Quel statut pour les précaires ?
On a cité l’hypothèse d’une représentation des précaires par les travailleurs sociaux, mais d’autres perspectives peuvent être entrevues au prisme de l’expérience des mouvements de chômeurs et de précaires des années 80. Bien que largement occultée par les médias il y eut, particulièrement entre 1984 et 1988, une floraison d’associations de chômeurs posant le problème de l’organisation collective d’une population atomisée, sans lieu référentiel, ni identité préétablie[[Cf. Les tentatives d’organisation des chômeurs en France, 19811986. Maîtrise d’histoire, Paris VII, 1986. Mouvements des chômeurs et des précaires et nouveau travail productif.

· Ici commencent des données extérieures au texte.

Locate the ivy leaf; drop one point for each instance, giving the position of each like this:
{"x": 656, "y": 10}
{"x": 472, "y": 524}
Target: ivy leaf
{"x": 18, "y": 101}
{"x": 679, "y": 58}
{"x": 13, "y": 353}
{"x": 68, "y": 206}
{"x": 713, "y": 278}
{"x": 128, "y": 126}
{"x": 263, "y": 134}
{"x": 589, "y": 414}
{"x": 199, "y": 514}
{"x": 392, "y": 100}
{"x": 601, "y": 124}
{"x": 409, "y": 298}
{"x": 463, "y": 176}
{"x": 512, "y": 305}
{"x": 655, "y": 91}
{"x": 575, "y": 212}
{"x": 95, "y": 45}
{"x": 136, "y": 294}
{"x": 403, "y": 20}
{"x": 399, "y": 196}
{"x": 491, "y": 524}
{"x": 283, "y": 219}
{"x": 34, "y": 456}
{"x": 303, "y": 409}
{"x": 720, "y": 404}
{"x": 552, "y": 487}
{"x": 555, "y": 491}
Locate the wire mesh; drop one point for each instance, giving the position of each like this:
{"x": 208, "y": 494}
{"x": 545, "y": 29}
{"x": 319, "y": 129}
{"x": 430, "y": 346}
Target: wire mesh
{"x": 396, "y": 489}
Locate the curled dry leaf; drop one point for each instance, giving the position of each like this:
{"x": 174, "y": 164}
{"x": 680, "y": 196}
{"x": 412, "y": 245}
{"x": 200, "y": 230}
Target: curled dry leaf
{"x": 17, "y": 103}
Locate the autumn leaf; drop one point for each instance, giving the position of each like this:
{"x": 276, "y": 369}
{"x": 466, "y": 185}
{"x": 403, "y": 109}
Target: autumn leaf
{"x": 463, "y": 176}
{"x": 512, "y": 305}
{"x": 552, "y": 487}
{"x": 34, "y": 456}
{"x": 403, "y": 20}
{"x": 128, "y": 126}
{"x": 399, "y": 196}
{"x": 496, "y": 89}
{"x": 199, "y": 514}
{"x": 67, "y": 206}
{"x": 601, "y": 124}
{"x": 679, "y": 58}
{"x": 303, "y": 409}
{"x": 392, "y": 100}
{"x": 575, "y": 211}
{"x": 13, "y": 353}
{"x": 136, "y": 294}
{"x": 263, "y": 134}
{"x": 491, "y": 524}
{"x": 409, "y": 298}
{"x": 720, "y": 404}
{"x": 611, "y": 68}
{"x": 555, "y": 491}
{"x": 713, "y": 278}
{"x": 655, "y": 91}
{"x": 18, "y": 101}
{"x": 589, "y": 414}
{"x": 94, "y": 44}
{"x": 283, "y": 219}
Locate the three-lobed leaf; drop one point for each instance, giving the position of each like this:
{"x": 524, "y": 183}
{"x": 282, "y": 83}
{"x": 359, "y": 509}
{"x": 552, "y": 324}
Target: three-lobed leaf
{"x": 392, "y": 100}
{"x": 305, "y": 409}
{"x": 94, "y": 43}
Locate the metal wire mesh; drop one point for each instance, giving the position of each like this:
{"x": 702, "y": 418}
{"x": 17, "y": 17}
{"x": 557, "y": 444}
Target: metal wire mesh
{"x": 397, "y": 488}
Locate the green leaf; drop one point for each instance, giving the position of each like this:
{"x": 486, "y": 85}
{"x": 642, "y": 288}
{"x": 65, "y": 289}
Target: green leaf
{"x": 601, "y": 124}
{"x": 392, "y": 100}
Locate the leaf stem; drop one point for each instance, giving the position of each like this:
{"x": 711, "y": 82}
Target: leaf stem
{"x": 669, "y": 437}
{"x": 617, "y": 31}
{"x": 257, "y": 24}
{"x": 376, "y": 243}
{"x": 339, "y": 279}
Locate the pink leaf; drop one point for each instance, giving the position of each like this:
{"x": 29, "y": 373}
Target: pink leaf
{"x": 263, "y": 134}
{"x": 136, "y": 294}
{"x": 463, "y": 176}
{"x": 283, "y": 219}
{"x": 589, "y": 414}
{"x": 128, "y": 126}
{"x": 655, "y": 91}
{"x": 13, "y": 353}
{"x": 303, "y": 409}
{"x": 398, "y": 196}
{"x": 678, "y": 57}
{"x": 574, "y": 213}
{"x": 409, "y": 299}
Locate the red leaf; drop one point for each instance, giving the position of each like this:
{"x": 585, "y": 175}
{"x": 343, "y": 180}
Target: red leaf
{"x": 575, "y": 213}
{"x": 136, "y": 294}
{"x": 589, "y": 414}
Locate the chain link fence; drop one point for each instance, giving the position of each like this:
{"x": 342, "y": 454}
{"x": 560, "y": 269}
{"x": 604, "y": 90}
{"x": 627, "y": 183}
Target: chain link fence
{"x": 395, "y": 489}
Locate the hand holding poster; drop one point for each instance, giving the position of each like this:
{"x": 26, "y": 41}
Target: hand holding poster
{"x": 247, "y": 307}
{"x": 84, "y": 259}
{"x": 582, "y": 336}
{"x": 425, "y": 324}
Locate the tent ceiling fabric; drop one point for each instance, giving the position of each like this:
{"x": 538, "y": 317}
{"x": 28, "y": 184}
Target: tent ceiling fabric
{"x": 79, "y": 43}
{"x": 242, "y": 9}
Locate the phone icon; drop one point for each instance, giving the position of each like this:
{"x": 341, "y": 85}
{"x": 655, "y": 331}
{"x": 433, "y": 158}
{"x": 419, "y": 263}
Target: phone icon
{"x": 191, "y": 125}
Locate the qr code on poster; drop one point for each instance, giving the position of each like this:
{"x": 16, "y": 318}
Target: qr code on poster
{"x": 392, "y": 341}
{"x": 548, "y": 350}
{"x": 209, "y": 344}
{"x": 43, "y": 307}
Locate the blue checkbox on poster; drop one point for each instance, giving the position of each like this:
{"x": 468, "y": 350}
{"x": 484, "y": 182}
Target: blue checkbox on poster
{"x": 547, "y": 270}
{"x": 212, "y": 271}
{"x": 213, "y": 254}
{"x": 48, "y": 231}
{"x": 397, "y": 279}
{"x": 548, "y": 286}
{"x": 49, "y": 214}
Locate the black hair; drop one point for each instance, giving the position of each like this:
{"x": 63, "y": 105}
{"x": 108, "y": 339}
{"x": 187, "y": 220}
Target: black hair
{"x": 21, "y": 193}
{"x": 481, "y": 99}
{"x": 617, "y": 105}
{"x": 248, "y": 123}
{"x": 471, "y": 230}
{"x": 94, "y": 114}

DEA de sociologie, Paris VII, 1988. L. Guilloteau.. Schématiquement, ces mouvements s’organisaient selon trois tendances principales, parfois étroitement entremêlées. Portant l’accent tantôt sur la revendication d’une représentation nationale des chômeurs dans les instances les concernant, ou sur la participation à la gestion du marché du travail dans une perspective de développement local, ou bien encore sur la revendication du revenu garanti au SMIC comme contenu nécessaire à une auto-organisation des précaires, ces mouvements ont vu répondre à leurs actions l’instauration du RMI.
Innovation politique, la loi RMI a été conçue d’emblée comme expérimentale et révisable. L’État-Providence, système aux institutions soumises à une évolution permanente, instrument de production de la main-d’oeuvre, “bio-pouvoir” s’assurant du contrôle des populations, agit un mode de production régi par la crise.
Dans un contexte modifié par la réforme, l’une des tendances du mouvement des chômeurs s’est intégrée au cadre légal du RMI avec les associations intermédiaires qu’elle avait créées. Sur la base du bassin d’emploi, ces associations gèrent des activités de placement spécialisées dans la participation des chômeurs de longue durée au travail précaire. Les animateurs de ces associations se sont mués en travailleurs sociaux voués à l’entretien du marché du travail. Ils placent par des missions d’intérim environ 10% des allocataires du RMI. Mais au-delà de cette généralisation en cours de la précarité du travail, la question d’une citoyenneté des chômeurs demeure posée. Le syndicat des chômeurs réclame, pour sa part, la création d’un chèque associatif destiné à chaque chômeur afin que ceux-ci puissent soutenir les associations de leur choix.
Signant la défaite de la tendance du mouvement des chômeurs regroupée autour de la revendication d’un revenu garanti égal au SMIC, le RMI a désormais remplacé le SMIC comme étalon de la forme salaire.
Statut modèle des intermittents du spectacle, statut particulier des intérimaires, hétérogénéité des conditions faites aux chômeurs, forme minimaliste de statut conféré aux précaires avec le RMI, la nécessité de définir un statut qui réponde aux formes actuelles du travail du point de vue de ceux qui l’effectuent reste entière. Là se joue sans doute l’avenir de la condition salariale.